Dokter Ahli Penyakit Menular: "Di Eropa dan Amerika Jarang Terlihat Warga Pakai Masker, Itu Aneh Sekali"


Negara yang paling berhasil mengkarantina Covid-19 adalah Korea Selatan, dengan dua jenis gelombang dengan penanganan yang sangat maksimal. Padahal menurut pengamat, Korea Selatan sama sekali tidak melakukan Lockdown.

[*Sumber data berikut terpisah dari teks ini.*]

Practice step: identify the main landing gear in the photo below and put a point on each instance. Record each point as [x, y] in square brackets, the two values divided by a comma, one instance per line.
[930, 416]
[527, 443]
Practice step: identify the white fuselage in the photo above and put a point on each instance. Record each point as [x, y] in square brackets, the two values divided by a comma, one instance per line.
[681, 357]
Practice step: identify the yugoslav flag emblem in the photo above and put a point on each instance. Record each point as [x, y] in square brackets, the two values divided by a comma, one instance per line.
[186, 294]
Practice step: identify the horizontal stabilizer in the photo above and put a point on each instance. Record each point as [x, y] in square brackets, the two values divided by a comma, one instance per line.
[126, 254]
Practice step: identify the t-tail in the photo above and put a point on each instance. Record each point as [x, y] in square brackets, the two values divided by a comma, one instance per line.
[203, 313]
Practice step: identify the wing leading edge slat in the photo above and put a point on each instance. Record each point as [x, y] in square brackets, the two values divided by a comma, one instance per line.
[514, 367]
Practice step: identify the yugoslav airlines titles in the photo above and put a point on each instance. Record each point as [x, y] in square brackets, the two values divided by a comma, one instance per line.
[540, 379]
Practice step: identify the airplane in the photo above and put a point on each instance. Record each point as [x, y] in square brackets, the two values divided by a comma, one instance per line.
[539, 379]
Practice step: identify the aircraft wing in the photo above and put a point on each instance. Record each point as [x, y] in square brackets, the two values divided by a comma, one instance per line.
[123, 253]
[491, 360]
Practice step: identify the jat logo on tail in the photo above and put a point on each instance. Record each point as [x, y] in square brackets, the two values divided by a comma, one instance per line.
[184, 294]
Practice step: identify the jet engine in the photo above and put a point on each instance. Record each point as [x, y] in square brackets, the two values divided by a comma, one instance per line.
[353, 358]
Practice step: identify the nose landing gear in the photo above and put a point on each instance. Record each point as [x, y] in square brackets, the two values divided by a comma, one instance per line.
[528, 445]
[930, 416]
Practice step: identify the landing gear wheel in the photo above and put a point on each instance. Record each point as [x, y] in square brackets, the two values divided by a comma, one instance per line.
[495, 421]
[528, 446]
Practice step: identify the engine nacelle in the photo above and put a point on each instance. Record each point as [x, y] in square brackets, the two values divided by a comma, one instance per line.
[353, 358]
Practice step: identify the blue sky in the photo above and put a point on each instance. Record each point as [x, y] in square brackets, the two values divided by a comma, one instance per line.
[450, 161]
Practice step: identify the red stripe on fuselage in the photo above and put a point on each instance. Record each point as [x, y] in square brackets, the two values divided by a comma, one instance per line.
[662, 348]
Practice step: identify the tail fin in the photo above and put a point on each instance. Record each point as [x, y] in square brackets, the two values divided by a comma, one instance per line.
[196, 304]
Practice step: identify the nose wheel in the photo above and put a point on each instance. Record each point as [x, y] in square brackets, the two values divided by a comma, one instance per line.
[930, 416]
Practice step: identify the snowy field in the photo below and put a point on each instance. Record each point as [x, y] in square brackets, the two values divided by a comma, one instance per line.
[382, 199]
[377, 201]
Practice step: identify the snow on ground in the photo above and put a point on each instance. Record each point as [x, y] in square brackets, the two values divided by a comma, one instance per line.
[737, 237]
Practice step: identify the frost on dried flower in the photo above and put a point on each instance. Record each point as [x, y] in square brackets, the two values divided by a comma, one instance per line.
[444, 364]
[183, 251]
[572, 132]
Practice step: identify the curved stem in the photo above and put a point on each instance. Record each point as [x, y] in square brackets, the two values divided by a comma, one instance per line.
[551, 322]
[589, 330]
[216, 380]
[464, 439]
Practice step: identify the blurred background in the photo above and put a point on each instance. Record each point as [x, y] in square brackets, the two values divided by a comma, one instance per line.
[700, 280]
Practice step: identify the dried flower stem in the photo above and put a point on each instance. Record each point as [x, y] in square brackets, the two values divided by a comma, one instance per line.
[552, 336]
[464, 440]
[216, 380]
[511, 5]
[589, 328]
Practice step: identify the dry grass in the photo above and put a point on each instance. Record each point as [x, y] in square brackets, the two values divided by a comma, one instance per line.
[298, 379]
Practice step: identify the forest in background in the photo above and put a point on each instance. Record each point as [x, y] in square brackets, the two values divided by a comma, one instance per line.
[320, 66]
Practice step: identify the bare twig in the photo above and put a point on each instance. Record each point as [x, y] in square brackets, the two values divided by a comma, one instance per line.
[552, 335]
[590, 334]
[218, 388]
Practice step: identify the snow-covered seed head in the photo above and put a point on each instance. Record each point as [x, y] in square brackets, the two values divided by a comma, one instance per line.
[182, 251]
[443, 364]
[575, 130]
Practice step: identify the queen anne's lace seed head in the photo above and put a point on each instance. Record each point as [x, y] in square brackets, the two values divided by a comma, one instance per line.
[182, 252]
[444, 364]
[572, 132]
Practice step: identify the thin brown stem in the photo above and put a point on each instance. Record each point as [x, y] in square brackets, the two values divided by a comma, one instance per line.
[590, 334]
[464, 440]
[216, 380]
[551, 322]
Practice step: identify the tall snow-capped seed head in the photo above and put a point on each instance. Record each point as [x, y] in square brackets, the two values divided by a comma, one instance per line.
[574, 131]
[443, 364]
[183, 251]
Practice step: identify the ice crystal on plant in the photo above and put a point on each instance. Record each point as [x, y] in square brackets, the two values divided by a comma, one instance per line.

Korea Selatan memiliki standar tersendiri dalam penanganan Covid-19, diantaranya menjaga jarak atau social distancing, melacak secara elektonik kemana saja korban melakukan kontak, melakukan uji tes secara masal, dan persiapan yang jauh lebih baik daripada negara-negara dengan mempersiapkan alat ventilator dan alat pelindung diri serta masker diproduksi secara masal.

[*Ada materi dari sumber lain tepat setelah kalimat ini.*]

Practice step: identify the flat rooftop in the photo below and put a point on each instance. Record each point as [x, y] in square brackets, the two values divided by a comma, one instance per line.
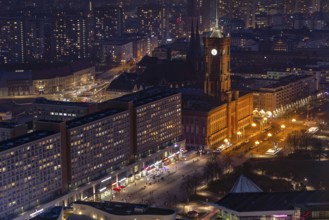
[274, 201]
[9, 124]
[92, 117]
[24, 139]
[118, 208]
[147, 96]
[285, 81]
[60, 103]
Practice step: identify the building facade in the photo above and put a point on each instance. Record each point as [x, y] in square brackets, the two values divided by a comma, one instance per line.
[10, 130]
[288, 92]
[30, 172]
[43, 109]
[121, 211]
[98, 144]
[219, 114]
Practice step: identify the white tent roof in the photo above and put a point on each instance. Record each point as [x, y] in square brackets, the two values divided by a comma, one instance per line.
[244, 185]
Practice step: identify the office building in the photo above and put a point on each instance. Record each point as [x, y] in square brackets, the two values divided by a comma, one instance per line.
[287, 94]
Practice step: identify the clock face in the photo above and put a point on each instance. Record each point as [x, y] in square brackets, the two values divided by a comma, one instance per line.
[214, 52]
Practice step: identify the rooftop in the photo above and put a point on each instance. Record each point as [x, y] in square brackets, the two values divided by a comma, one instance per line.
[147, 95]
[286, 81]
[244, 185]
[52, 102]
[92, 117]
[9, 124]
[24, 139]
[51, 214]
[273, 201]
[118, 208]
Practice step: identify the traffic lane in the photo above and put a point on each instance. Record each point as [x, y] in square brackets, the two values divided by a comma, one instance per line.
[160, 189]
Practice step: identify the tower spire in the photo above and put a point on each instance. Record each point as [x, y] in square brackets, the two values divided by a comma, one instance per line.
[216, 32]
[216, 8]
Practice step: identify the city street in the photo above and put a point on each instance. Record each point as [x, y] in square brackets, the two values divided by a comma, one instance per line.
[164, 190]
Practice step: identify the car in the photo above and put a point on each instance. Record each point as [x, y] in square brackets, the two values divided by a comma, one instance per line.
[193, 214]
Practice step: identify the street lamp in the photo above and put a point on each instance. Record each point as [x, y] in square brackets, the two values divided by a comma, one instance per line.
[239, 133]
[257, 143]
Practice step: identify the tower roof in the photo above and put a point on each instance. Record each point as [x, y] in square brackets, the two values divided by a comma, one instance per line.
[216, 33]
[244, 185]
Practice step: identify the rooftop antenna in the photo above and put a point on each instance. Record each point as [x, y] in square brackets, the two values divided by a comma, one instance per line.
[216, 25]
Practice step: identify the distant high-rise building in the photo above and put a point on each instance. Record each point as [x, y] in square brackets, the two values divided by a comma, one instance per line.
[11, 40]
[153, 20]
[108, 22]
[69, 40]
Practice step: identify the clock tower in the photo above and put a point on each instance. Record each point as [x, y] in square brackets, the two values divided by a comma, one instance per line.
[217, 81]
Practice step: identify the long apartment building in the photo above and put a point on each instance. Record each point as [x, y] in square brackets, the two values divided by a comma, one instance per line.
[157, 114]
[98, 144]
[63, 157]
[30, 171]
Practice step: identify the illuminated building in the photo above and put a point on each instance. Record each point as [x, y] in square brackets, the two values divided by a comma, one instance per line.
[153, 20]
[10, 130]
[98, 144]
[69, 40]
[11, 40]
[108, 22]
[20, 80]
[157, 116]
[275, 205]
[121, 211]
[125, 138]
[43, 109]
[219, 113]
[30, 171]
[117, 51]
[287, 93]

Beberapa strategi tersebut sebenarnya sudah diterapkan dibeberapa negara Asia Tenggara tapi dengan kesiapan dan kecepatan yang kurang baik.

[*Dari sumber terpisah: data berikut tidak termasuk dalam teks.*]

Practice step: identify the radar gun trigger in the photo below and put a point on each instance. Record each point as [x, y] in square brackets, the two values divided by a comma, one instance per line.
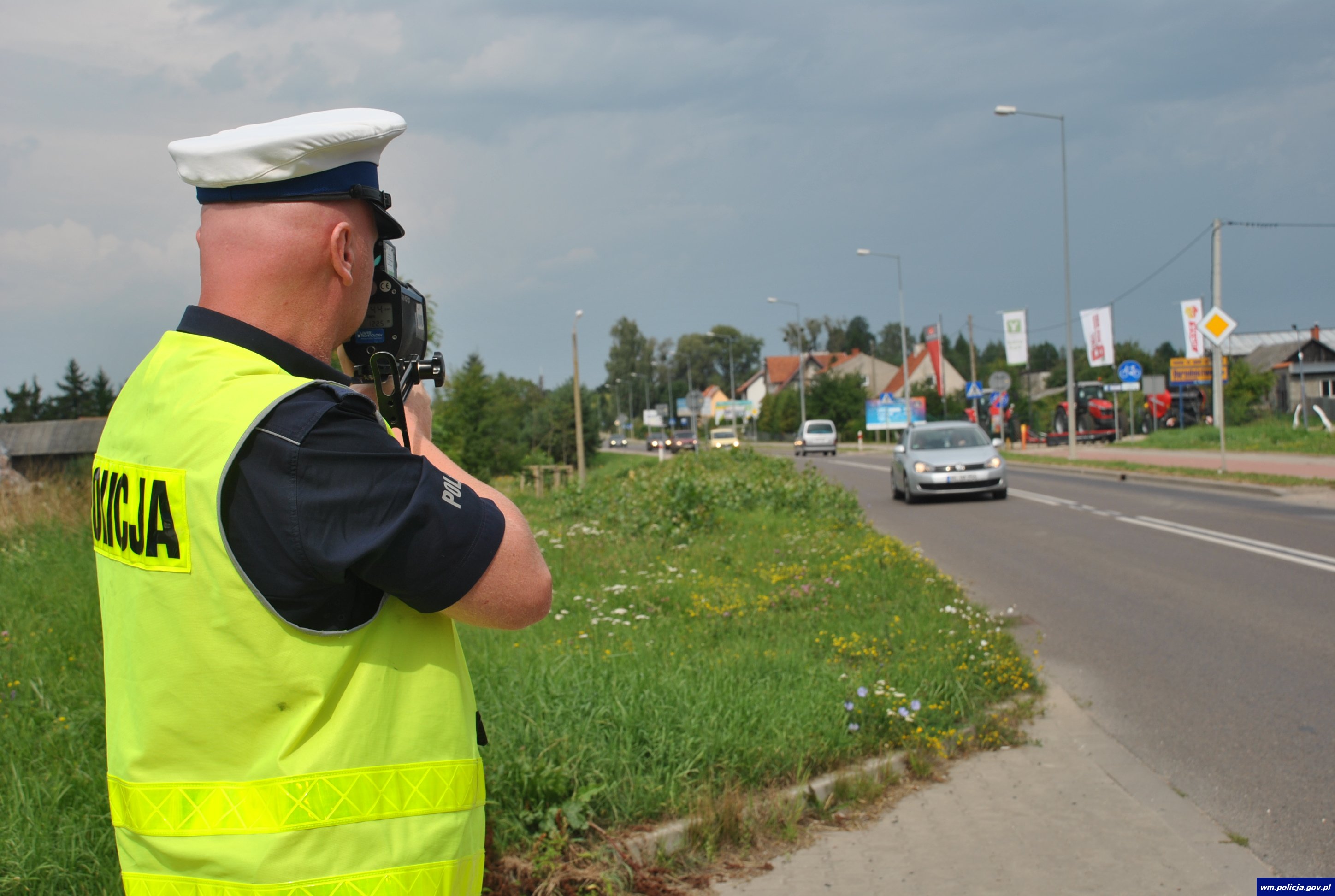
[388, 350]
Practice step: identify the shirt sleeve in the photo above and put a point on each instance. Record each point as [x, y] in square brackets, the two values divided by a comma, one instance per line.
[340, 512]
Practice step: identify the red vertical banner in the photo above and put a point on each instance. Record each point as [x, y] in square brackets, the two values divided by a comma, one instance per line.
[933, 350]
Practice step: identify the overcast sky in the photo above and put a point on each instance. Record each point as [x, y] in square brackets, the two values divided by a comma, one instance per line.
[679, 163]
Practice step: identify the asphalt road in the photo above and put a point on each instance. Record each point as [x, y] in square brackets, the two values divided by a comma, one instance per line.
[1197, 627]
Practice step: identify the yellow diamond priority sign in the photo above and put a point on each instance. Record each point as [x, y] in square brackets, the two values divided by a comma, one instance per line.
[1218, 326]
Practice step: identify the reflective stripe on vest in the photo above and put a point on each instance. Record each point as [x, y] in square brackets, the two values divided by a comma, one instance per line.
[330, 763]
[458, 878]
[298, 802]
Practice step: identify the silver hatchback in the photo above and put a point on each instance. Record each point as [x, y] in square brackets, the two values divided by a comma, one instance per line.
[951, 457]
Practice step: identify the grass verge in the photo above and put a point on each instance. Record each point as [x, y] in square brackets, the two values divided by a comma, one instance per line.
[1262, 436]
[723, 625]
[1197, 473]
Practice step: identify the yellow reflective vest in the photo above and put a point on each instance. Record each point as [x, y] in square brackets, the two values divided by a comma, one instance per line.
[245, 755]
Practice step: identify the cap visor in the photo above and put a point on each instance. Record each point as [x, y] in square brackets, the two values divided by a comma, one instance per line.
[389, 227]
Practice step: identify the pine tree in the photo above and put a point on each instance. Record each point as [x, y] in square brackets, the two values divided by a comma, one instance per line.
[26, 404]
[74, 398]
[102, 395]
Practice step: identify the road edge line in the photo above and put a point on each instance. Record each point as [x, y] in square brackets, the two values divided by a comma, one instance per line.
[1159, 478]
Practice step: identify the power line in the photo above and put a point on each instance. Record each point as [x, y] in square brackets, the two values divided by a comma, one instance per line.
[1166, 265]
[1252, 224]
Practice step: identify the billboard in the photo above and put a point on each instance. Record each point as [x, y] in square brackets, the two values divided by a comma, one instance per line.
[890, 413]
[1016, 325]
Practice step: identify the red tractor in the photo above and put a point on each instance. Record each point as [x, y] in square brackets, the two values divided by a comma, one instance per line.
[1094, 416]
[1175, 409]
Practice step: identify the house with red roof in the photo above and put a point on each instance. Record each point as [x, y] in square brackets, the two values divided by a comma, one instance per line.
[920, 371]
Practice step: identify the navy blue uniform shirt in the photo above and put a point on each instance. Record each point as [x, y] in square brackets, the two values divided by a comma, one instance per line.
[326, 513]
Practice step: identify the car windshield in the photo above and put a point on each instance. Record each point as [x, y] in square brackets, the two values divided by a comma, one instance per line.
[939, 440]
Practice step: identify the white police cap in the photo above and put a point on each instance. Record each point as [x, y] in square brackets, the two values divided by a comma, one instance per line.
[306, 158]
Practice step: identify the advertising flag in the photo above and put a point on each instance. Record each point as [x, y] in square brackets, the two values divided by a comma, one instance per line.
[1016, 325]
[933, 352]
[1098, 328]
[1193, 310]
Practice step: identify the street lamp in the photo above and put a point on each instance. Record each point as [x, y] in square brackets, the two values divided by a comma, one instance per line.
[904, 338]
[1066, 250]
[802, 356]
[574, 349]
[732, 381]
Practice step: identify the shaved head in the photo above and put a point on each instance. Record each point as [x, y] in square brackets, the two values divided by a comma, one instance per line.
[300, 270]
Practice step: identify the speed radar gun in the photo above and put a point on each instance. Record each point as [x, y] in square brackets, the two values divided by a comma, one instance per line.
[389, 349]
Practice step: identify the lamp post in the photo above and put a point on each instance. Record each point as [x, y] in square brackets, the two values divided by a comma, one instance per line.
[732, 381]
[802, 357]
[904, 338]
[574, 349]
[1066, 250]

Gelombang pertama yang masuk kenegara Korea Selatan bertepatan dengan hari dimana negara Amerika juga terinfeksi. Namun di gelombang kedua pada tanggal 16 Maret 2020 yang membuat level infeksi melompat tinggi.


Menurut Profesor Ju Kim Woo, Dokter spesialis penyakit menular yang telah 30 tahun menangani berbagai macam penyakit menular, kasus cluster kedua tersebut menjadi sangat unik karena kita menurutnya transmisi melalui udara lebih berperan banyak dalam penyebarannya di cluster tersebut "Ada sekitar ribuan kelompok agama Shincheonji yang terinfeksi di Korea. Gereja mereka terletak dilantai 10 dan berada diruangan tertutup. Bayangkan ratusan jamaahnya berkumpul dalam jarak 1 hingga 2 meter. Beribadah dan bernyanyi dalam beberapa jam. Jika ada satu orang terinfeksi, coba bayangkan berapa banyak droplet (liur dalam ukuran kecil yang mengandung virus)." terangnya.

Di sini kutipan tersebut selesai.